FIG. 6 illustrates the method of measuring the noise of the LSI illustrated in FIG. 4. When noise is measured, no power is supplied to the internal circuit 221, and power is supplied to the output driver circuits 222 through 226. A signal generator 402 is connected to the drive signal input terminal 233, and the drive signal generated by the signal generator 402 is input to the output driver circuits 222 through 226 through the drive signal input terminal 233. As the drive signal, for example, a signal at the same frequency as the clock signal in the normal operation is input.

In this case, the output signal of the internal circuit 221 is fixed to, for example, the logic of “1” by a pull-up circuit not illustrated in the attached drawings, and the AND circuit 301 illustrated in FIG. 5 outputs a drive signal from the drive signal input terminal 233 to the buffer circuit 302. Therefore, the buffer circuit 302 is driven by the drive signal in place of the output signal of the internal circuit 221.

Thus, by providing the AND circuit 301 at the input terminal of the buffer circuit 302, only the output driver circuits 222 through 226 can operate without the LSI 212 operating normally. Since the EMI noise is generated mainly by the ON/OFF operations of the buffer circuit 302, the EMI noise as in the normal operation can be generated in the power supply terminal 211 and the output signal lines 228 through 232 by driving the buffer circuit 302 at the frequency of the clock signal. The generated EMI noise is measured by a measurement unit such as a spectrum analyzer 401 etc.

With the configuration above, as compared with the conventional noise measuring method, the following effects can be acquired.

• • Since it is not necessary to provide the clock oscillation circuit and the external circuit required for normal operations of an LSI, an EMI noise evaluation can be realized at a low cost using a simple printed circuit for the evaluation.
  • Since it is not necessary to provide a control program for the normal operation of an LSI, the number of evaluating process steps can be reduced.
  • Since no EMI noise occurs from the clock oscillation circuit and the external circuit, a high-accuracy evaluation can be realized.

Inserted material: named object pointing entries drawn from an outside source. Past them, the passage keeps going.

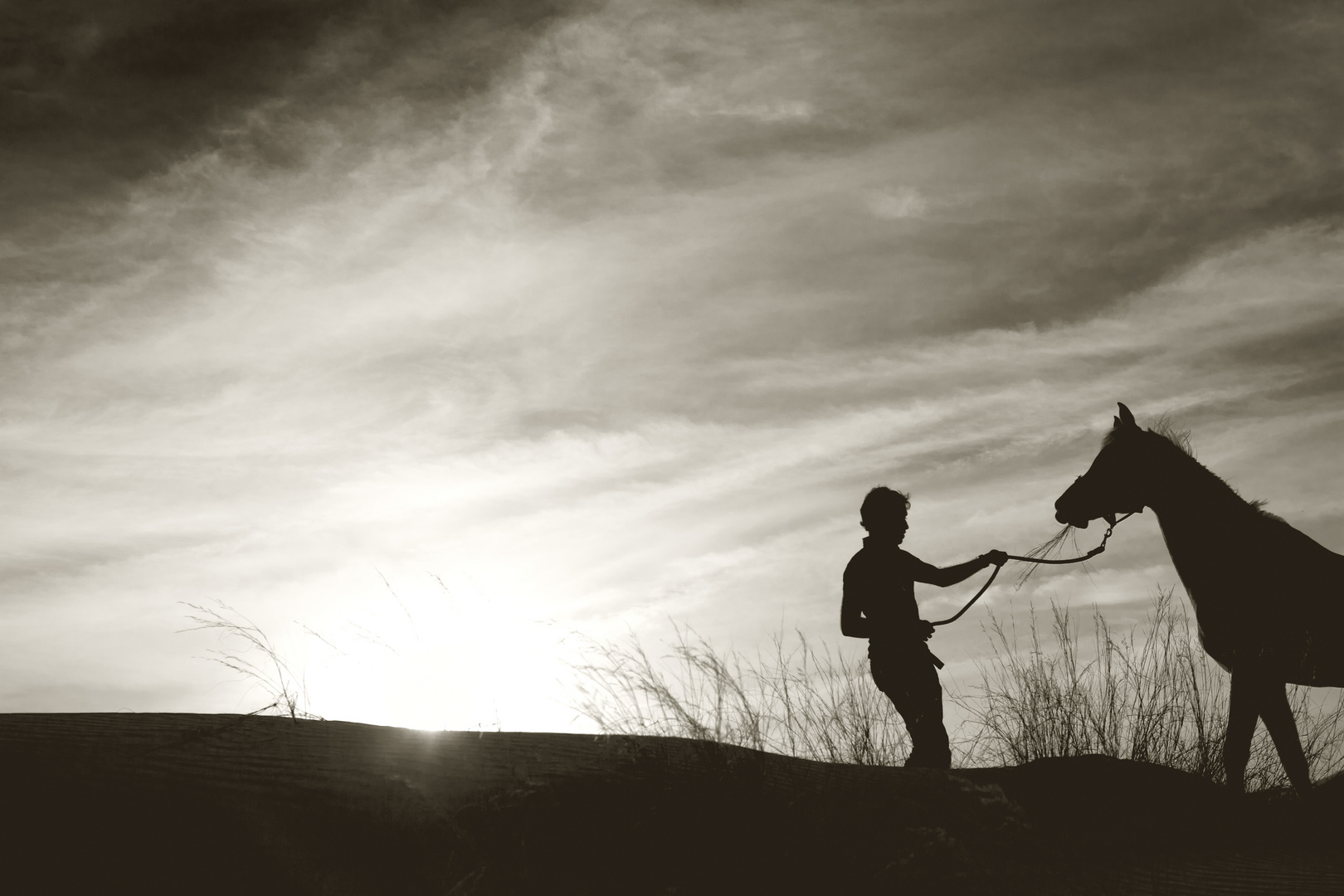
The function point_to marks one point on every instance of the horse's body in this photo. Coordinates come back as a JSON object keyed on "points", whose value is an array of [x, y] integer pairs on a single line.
{"points": [[1269, 599]]}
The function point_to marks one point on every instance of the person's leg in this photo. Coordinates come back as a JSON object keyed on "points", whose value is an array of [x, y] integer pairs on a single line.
{"points": [[913, 688], [928, 731], [893, 680]]}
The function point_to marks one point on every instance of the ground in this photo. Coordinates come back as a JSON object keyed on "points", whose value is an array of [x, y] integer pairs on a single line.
{"points": [[184, 804]]}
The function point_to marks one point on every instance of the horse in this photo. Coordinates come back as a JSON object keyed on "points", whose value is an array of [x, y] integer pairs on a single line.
{"points": [[1269, 599]]}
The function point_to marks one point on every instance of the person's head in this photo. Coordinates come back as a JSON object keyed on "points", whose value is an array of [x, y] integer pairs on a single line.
{"points": [[884, 512]]}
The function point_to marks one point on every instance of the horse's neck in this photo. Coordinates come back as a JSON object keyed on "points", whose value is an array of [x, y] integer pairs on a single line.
{"points": [[1196, 511]]}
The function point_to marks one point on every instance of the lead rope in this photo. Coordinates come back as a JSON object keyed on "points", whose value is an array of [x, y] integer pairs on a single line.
{"points": [[1011, 557]]}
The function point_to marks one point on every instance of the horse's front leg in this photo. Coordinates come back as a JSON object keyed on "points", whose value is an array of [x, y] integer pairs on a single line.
{"points": [[1283, 728], [1242, 712]]}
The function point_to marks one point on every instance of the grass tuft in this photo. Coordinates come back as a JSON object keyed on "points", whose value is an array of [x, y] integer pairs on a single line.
{"points": [[1151, 696]]}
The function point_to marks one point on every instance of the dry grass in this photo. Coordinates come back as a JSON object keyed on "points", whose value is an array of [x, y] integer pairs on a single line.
{"points": [[800, 702], [253, 655], [1152, 696]]}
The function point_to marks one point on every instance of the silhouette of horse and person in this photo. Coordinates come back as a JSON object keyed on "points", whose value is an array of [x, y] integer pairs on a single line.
{"points": [[1269, 601]]}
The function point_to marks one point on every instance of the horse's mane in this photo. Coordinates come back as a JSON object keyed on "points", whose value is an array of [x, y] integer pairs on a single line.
{"points": [[1179, 440]]}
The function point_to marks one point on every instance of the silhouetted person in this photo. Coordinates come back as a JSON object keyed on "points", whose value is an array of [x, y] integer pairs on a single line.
{"points": [[879, 605]]}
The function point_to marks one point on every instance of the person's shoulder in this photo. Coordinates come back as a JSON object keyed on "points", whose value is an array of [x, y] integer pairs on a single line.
{"points": [[862, 558]]}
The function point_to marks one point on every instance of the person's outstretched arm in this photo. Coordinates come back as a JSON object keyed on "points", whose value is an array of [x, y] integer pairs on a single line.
{"points": [[852, 622], [952, 575]]}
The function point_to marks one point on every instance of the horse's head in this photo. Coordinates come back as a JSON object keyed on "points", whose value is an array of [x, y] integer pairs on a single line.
{"points": [[1112, 485]]}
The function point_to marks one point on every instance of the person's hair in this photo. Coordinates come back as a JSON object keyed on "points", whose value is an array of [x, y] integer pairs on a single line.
{"points": [[882, 507]]}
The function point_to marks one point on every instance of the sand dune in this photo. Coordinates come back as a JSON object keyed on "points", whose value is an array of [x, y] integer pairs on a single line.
{"points": [[191, 804]]}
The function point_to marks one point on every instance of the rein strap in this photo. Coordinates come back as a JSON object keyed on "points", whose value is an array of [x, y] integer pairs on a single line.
{"points": [[1011, 557]]}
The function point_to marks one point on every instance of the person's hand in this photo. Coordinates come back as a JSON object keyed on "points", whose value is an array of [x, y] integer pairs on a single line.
{"points": [[995, 558]]}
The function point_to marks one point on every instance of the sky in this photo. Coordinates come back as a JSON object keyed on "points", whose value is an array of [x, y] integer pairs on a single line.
{"points": [[438, 338]]}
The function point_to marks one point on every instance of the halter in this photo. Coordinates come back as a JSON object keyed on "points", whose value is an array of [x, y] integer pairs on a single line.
{"points": [[1079, 559]]}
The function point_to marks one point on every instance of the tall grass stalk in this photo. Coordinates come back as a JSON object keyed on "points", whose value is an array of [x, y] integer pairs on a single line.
{"points": [[1153, 698], [254, 655], [799, 702], [1151, 694]]}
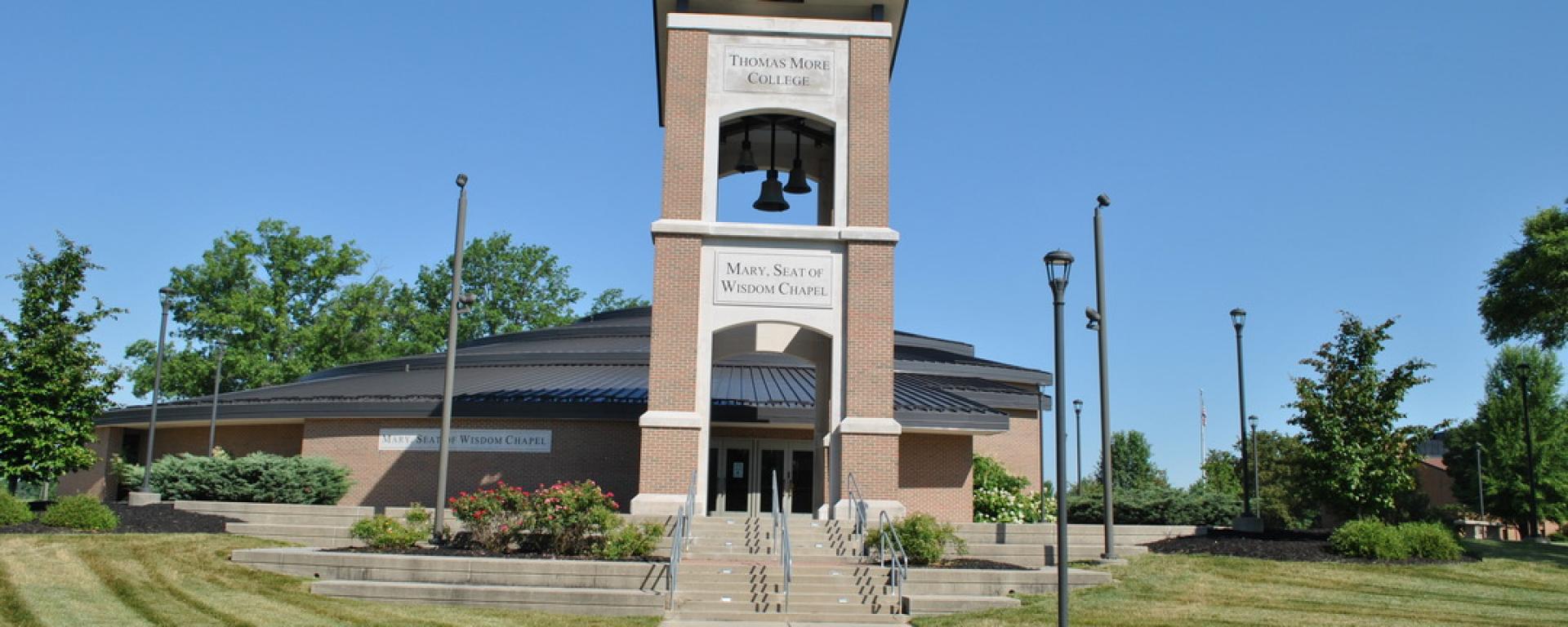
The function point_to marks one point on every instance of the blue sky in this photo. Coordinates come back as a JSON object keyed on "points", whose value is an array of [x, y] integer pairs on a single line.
{"points": [[1291, 158]]}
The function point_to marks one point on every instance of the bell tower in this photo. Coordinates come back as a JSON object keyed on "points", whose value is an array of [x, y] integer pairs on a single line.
{"points": [[791, 96]]}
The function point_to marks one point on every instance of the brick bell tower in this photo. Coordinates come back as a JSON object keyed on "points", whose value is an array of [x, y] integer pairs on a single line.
{"points": [[768, 90]]}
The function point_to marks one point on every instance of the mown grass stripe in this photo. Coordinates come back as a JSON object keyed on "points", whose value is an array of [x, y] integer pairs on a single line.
{"points": [[165, 585], [11, 604], [122, 588]]}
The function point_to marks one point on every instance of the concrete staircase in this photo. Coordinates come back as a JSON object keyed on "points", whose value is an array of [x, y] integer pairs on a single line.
{"points": [[731, 572]]}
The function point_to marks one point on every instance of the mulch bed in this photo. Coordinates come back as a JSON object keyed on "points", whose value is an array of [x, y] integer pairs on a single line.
{"points": [[480, 554], [160, 518], [1274, 545]]}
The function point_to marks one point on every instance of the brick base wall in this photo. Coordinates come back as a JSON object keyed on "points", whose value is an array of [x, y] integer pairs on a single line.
{"points": [[935, 478], [604, 451], [874, 460], [668, 455], [1018, 449]]}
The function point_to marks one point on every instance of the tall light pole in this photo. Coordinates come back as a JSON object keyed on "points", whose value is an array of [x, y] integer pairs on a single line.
{"points": [[1247, 521], [1481, 483], [1078, 433], [1058, 265], [1529, 451], [165, 295], [1256, 490], [438, 529], [216, 376], [1097, 320]]}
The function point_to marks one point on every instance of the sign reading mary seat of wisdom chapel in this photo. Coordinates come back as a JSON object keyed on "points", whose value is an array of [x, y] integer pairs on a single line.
{"points": [[778, 279]]}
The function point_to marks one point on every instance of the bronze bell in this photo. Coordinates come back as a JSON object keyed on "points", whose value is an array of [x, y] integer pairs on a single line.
{"points": [[797, 179], [745, 163], [772, 198]]}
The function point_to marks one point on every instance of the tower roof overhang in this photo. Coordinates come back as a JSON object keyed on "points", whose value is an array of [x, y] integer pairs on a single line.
{"points": [[889, 11]]}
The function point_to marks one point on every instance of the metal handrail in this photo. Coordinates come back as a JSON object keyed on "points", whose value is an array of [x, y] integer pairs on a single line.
{"points": [[678, 543], [786, 554], [857, 509], [891, 549]]}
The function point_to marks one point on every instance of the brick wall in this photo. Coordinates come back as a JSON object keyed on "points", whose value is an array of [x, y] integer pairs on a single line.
{"points": [[867, 327], [671, 361], [867, 168], [874, 460], [935, 478], [604, 451], [1018, 449], [666, 460], [96, 478]]}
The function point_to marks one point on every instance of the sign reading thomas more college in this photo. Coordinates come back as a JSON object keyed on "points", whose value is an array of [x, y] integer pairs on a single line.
{"points": [[773, 279], [778, 69], [490, 441]]}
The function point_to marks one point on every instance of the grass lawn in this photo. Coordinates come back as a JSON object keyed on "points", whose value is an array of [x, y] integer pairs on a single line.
{"points": [[121, 580], [1515, 585]]}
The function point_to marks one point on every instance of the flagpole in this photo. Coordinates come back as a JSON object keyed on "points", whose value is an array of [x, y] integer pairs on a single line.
{"points": [[1203, 429]]}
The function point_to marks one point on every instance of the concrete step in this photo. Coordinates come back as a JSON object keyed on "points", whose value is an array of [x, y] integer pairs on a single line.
{"points": [[795, 598], [576, 601], [952, 604], [794, 616]]}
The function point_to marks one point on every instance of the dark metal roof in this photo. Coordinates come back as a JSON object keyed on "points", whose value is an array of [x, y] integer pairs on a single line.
{"points": [[598, 367]]}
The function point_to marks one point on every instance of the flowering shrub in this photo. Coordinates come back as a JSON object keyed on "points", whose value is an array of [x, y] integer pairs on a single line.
{"points": [[1002, 497], [560, 519]]}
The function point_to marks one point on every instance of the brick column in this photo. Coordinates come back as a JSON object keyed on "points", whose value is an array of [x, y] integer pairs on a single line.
{"points": [[671, 429], [869, 434]]}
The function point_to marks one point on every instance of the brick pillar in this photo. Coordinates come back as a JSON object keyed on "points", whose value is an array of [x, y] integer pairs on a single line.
{"points": [[869, 434], [673, 427]]}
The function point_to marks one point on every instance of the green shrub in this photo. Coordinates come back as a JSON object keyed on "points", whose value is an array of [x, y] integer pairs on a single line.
{"points": [[253, 478], [129, 474], [630, 541], [560, 519], [385, 531], [13, 509], [80, 511], [1000, 497], [1370, 538], [1431, 541], [1156, 505], [924, 540]]}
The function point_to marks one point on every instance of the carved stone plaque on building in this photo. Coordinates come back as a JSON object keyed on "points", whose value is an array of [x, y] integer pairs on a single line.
{"points": [[778, 69], [780, 279]]}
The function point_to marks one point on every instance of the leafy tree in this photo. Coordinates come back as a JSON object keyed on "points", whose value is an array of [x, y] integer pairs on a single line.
{"points": [[1528, 289], [615, 298], [1498, 430], [1133, 463], [1220, 472], [1356, 460], [1285, 497], [52, 378], [283, 303], [519, 287]]}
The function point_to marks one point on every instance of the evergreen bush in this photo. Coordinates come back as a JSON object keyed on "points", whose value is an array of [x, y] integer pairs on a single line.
{"points": [[80, 511], [1370, 538], [924, 540], [630, 541], [253, 478], [13, 509], [1431, 541], [385, 531]]}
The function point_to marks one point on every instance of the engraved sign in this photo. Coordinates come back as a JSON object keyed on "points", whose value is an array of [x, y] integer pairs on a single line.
{"points": [[490, 441], [778, 69], [773, 279]]}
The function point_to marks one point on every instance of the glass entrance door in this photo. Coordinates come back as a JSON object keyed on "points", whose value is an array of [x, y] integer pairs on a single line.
{"points": [[742, 477]]}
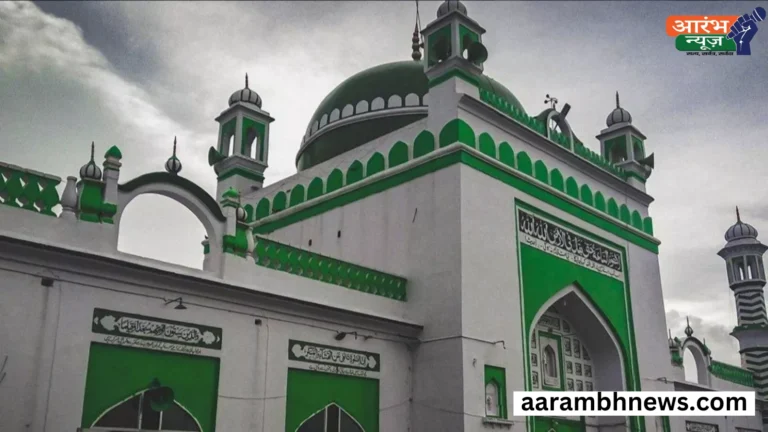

FIG. 7 illustrates an example of a configuration with which an oscillation circuit for generating a drive signal is built in an LSI. An LSI 501 includes an internal circuit 221, output driver circuits 222 through 226 output signal lines 228 through 232, a clock signal input terminal 234, output terminals 235 through 238, input terminals 239 through 242, an oscillation circuit 511, and an external terminal 512. Power is supplied from the power supply terminal 211 to the internal circuit 221, the output driver circuits 222 through 226, and the oscillation circuit 511 through the power supply line not illustrated in the attached drawings.

The oscillation circuit 511 is connected to the external terminal 512, and the external terminal 512 is connected to the ground through a switch 502. The oscillation circuit 511 operates when the switch 502 is turned ON, and stops when the switch 502 is turned OFF. Therefore, the external terminal 512 functions like the drive signal input terminal 233 illustrated in FIG. 6. An oscillation signal output from the oscillation circuit 511 is input as a drive signal to the output driver circuits 222 through 226.

When the switch 502 is turned ON and the oscillation circuit 511 operates with the power supply to the internal circuit 221 stopped, a drive signal is input to the output driver circuits 222 through 226. Thus, like in the case illustrated in FIG. 6, only the output driver circuits 222 through 226 operate, and the EMI noise occurs in the power supply terminal 211 and the output signal lines 228 through 232.

With the configuration, the signal generator 402 illustrated in FIG. 6 is unnecessary, and the EMI noise can be generated only by setting the switch 502.

FIG. 8 illustrates an example of a configuration with which a drive signal is generated from an optical signal. An LSI 601 includes the internal circuit 221, the output driver circuits 222 through 226, the output signal lines 228 through 232, a clock signal input terminal 234, the output terminals 235 through 238, the input terminals 239 through 242, a pull-up resistor 611, amplification circuits 612 and 613, and a drive signal input terminal 614. Power is supplied from the power supply terminal 211 to the internal circuit 221, the output driver circuits 222 through 226, and the amplification circuits 612 and 613 through the power supply line not illustrated in the attached drawings.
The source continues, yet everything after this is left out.